LOZELO



***


二人が昼過ぎくらいに帰って、私はご飯を食べた。

気のせいか、ちょっとご飯の粒が大きくなってる?

舌に触る感触が、ご飯の形な気がする。

あとでママに報告しよっと。

喜んでくれるかな。

午後はお風呂の予定も入ってる。

石山さん来たら、点滴止めてもらおう。

そう思って、お風呂の道具を準備しようと思っていたら、黒川さーんと聞き慣れた声。


「先生、帰ったの?」

「さっき、お昼前ぐらいに帰りましたよ。どっさり宿題置いて」


私が指差す先には、さっきの紙袋。


「暇なくなっちゃうな」

「ま、ありがたいですけどね」


苦笑いしながら、ついさっきまで莉乃が座ってたパイプ椅子に、江口先生は腰をおろした。


「身構えてたみたいだったから、意外と普通で安心したよ」


私のことを言っているんだってすぐわかったけど、全部見抜かれてるなんて、恥ずかしすぎる。

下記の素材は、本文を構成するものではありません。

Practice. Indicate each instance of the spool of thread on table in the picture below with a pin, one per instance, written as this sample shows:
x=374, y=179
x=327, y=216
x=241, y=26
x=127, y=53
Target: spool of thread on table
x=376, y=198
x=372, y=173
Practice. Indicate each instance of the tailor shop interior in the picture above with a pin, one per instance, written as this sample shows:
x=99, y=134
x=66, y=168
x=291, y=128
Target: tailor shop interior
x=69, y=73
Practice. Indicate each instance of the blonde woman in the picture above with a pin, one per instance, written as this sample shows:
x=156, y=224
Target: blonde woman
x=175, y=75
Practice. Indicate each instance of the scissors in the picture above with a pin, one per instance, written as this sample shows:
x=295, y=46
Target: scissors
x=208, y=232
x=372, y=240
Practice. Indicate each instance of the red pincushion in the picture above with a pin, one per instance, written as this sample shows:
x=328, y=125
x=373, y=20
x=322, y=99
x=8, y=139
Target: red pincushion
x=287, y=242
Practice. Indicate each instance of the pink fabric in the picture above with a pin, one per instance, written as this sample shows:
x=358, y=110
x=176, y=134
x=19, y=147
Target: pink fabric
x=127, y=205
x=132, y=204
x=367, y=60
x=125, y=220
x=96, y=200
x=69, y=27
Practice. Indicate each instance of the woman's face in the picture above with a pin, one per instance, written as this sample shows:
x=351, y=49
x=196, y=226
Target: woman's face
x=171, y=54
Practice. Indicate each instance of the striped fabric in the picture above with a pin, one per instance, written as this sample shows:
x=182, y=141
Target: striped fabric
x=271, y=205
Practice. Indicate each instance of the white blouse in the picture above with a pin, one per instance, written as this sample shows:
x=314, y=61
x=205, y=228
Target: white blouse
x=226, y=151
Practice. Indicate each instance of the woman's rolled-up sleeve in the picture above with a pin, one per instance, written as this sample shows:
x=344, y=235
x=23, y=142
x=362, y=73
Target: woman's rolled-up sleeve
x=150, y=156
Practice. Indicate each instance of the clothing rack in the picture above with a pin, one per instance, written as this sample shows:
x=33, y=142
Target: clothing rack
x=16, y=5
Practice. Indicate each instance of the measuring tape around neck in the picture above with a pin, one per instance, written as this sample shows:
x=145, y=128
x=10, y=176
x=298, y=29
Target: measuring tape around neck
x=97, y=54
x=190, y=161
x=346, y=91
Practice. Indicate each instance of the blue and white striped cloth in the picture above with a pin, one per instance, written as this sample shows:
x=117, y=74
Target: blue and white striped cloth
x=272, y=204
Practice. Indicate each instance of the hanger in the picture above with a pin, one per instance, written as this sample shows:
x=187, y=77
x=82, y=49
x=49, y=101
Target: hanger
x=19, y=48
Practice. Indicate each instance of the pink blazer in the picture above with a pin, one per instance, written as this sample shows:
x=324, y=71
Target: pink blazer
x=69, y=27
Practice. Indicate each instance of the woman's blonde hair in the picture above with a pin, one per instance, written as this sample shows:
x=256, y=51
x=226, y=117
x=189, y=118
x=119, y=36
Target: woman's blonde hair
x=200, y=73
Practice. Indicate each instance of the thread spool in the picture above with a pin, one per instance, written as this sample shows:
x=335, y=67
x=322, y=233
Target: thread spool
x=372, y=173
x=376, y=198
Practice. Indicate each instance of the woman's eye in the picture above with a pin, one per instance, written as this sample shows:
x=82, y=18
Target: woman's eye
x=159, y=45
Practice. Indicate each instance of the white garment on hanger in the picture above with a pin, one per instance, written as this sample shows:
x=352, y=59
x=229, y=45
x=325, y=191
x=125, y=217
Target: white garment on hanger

「緊張しますよ。今まで反抗してきた人に心開くなんて」


強がってはみたけど、多分無駄なことなんだろう。


「別に今更何言われてもいいって覚悟はしてても、ちょっと怖くて」

「大丈夫だった?」

「進路の話とか、体調の話とか、普通にしたくらいで」

「そうか。安心した?」


頷いた私に江口先生は微笑んでくれた。


「何も気にせず、学校に戻れそうです」


でも、そう言葉にしてみて初めて、感じる違和感。

私の本意ではない気がする。

でも、頭の中では再出発の準備は整ってるはずなんだ。


「食事再開してからの経過もだいぶいいから、早くて来週末には退院できるよ」

「ほんとですか!うれしい」


早く家に帰りたいのも事実。

学校に行くのも、莉乃に会うのも、勉強するのも、楽しみなはずなのに。